Dès l’âge de 12 ans, sa famille lui a permis d’expérimenter divers métiers manuels; la mécanique, la soudure, etc. Lorsque le choix du profil technologique en 3e secondaire lui a été proposé, son intérêt vers un métier manuel était déjà développé. Il garde de très bons souvenirs de cette époque où il a découvert beaucoup de techniques de travail et de métiers, ce cours était sa source de motivation scolaire. Son choix est devenu clair, c’était la soudure.

À 17 ans, il a entrepris son DEP en soudage-montage. Un parcours sans échec qui l’a conduit un an et demi plus tard à l’obtention de son diplôme. Il était prêt à travailler dans ce qui le passionnait, la soudure générale.

Son parcours professionnel a débuté à 19 ans avec une entreprise de réparation en mécanique de véhicules lourds. Il était le spécialiste en réparation de soudure. Par la suite, un essai dans une entreprise de production lui a confirmé que sa place était dans la fabrication générale.

Après quelques mois dans une entreprise de fabrication, l’entrepreneur en lui était prêt à prendre son envol.

Il a suivi la formation Lancement d’une entreprise offerte également au Centre d’études professionnelles Saint-Jérôme, ce qui lui a permis de structurer son projet et de démarrer son entreprise.

À 21 ans, Mathieu ouvre son entreprise de fabrication générale située à Mirabel et qui porte son nom.

Aujourd’hui, âgé de seulement 25 ans, il est entrepreneur et depuis 1 an, également employeur. Il accueille maintenant à son tour des stagiaires du DEP de soudage du CEP. Il compte agrandir son local cette année et d’ici 5 ans avoir un local bien à lui et plusieurs employés.

Merci Mathieu d’être ce modèle positif pour la relève de ton secteur d’activité!





 

Steve, un exemple de réussite…

Steve Narbonne a entrepris ses études secondaires à l’école secondaire Frenette (1re et 2e secondaire) et les a poursuivies à l’École polyvalente Saint-Jérôme où il a obtenu son diplôme d’études secondaires (DES).

Il a par la suite travaillé un an comme emballeur dans un marché d’alimentation avant de décider, à 18 ans, de s’inscrire au diplôme d’études professionnelles (DEP) en Vente de pièces mécaniques et d’accessoires : une formation de dix mois offerte au Centre d’études professionnelles Saint-Jérôme. Au cours de sa formation, il s’est démarqué et il a obtenu un poste à temps partiel chez Napa de Sainte-Adèle comme conseiller aux pièces.

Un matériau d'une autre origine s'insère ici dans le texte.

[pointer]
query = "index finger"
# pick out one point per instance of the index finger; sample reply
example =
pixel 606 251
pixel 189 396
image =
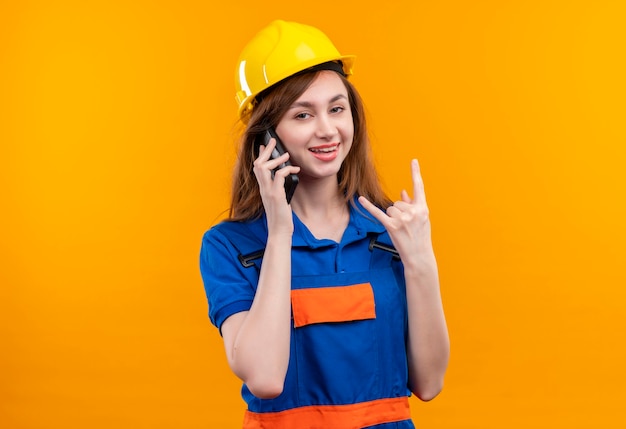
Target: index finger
pixel 373 210
pixel 418 183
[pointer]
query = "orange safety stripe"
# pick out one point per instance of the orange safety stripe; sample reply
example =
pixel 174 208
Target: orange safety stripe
pixel 332 304
pixel 353 416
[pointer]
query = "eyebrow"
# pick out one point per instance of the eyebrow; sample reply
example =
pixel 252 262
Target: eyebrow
pixel 308 104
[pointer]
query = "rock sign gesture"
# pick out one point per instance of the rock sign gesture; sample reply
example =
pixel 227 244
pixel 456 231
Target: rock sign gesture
pixel 407 222
pixel 428 348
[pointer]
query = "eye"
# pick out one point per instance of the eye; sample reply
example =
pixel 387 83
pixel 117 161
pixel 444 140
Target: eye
pixel 302 115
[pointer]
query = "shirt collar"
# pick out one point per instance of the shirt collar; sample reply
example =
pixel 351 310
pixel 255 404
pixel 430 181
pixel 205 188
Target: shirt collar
pixel 360 225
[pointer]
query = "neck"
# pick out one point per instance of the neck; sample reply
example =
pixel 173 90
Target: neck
pixel 321 207
pixel 317 198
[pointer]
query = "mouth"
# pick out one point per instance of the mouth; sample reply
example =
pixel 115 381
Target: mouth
pixel 325 148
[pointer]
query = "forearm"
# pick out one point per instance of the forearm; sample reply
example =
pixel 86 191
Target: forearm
pixel 260 353
pixel 429 345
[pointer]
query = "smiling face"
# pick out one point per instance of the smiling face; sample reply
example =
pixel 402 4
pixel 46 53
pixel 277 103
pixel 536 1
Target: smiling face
pixel 317 129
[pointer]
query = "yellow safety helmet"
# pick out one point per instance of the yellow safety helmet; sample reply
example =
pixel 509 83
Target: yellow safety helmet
pixel 278 51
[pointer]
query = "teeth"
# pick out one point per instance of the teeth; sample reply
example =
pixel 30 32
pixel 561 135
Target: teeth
pixel 324 150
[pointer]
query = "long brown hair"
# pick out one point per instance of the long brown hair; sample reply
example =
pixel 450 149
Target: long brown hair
pixel 357 175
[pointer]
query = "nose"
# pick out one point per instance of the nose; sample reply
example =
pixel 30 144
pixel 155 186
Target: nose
pixel 325 127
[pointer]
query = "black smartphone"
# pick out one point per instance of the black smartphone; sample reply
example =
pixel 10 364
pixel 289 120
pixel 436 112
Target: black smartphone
pixel 291 181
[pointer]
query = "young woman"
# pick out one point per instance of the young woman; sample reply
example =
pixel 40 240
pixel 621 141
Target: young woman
pixel 328 305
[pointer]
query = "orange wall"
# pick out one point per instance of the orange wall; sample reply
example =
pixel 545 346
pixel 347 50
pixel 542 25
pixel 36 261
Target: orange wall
pixel 116 123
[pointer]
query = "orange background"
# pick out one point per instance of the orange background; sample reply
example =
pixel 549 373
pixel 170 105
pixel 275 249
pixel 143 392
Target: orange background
pixel 116 131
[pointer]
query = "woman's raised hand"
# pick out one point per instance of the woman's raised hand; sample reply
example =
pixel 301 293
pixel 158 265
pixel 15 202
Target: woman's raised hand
pixel 408 222
pixel 273 189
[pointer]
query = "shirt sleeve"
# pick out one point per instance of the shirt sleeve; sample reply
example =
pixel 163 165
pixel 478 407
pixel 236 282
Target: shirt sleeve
pixel 229 287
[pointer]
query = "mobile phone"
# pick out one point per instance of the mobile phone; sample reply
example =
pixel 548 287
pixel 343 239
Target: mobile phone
pixel 291 181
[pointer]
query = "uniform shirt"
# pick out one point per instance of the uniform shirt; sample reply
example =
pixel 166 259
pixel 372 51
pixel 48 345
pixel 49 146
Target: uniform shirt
pixel 349 316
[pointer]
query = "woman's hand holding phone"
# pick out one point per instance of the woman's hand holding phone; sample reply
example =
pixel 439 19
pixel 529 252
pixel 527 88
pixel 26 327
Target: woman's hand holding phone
pixel 275 176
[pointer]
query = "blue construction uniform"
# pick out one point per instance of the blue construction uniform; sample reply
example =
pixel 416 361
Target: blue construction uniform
pixel 333 362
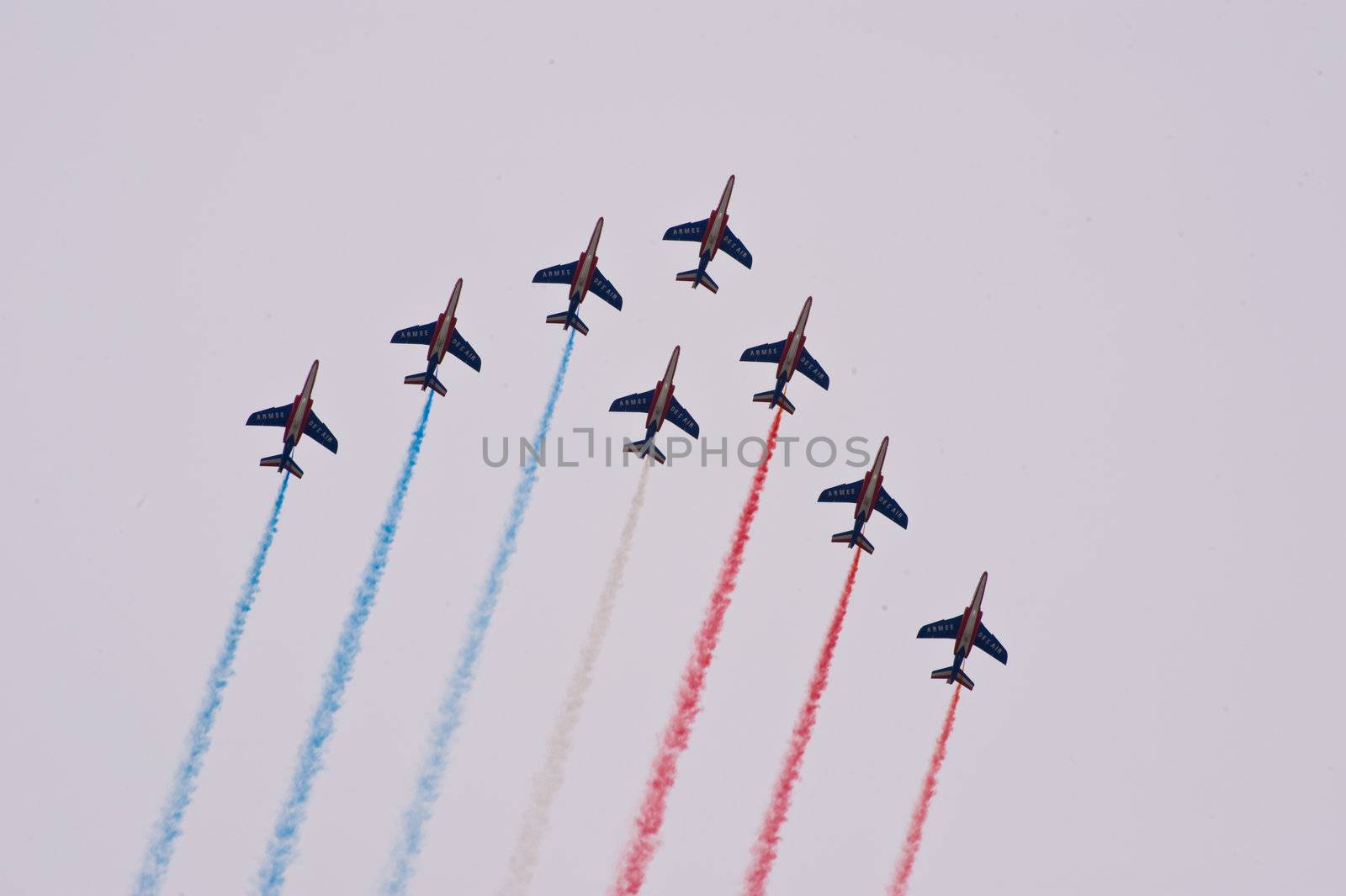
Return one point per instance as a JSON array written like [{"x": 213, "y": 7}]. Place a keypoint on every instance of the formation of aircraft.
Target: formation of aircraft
[
  {"x": 868, "y": 496},
  {"x": 443, "y": 338},
  {"x": 967, "y": 633},
  {"x": 787, "y": 355},
  {"x": 657, "y": 406},
  {"x": 713, "y": 235},
  {"x": 298, "y": 419},
  {"x": 582, "y": 278}
]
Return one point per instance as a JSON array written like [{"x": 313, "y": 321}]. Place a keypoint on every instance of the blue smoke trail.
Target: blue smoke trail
[
  {"x": 199, "y": 740},
  {"x": 450, "y": 712},
  {"x": 280, "y": 851}
]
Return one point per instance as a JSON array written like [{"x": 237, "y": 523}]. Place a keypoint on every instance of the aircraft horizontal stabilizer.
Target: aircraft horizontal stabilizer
[
  {"x": 852, "y": 538},
  {"x": 283, "y": 463},
  {"x": 645, "y": 448},
  {"x": 773, "y": 399},
  {"x": 565, "y": 318},
  {"x": 948, "y": 673},
  {"x": 697, "y": 278},
  {"x": 424, "y": 379}
]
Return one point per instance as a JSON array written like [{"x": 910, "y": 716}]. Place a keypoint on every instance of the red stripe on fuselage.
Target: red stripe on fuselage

Il a été engagé chez Pièces d’auto Saint-Jérôme en novembre 2006 où il évolue depuis en tant que conseiller aux pièces. C’est même lui qui, maintenant, accueille et supervise les stagiaires du programme Vente de pièces mécaniques et d’accessoires.

Steve est très heureux de la formation qu’il a reçue et n’hésite jamais à encourager les jeunes à poursuivre leurs études dans ce programme.

Merci Steve d’être ce modèle positif pour la relève de ton secteur d’activité!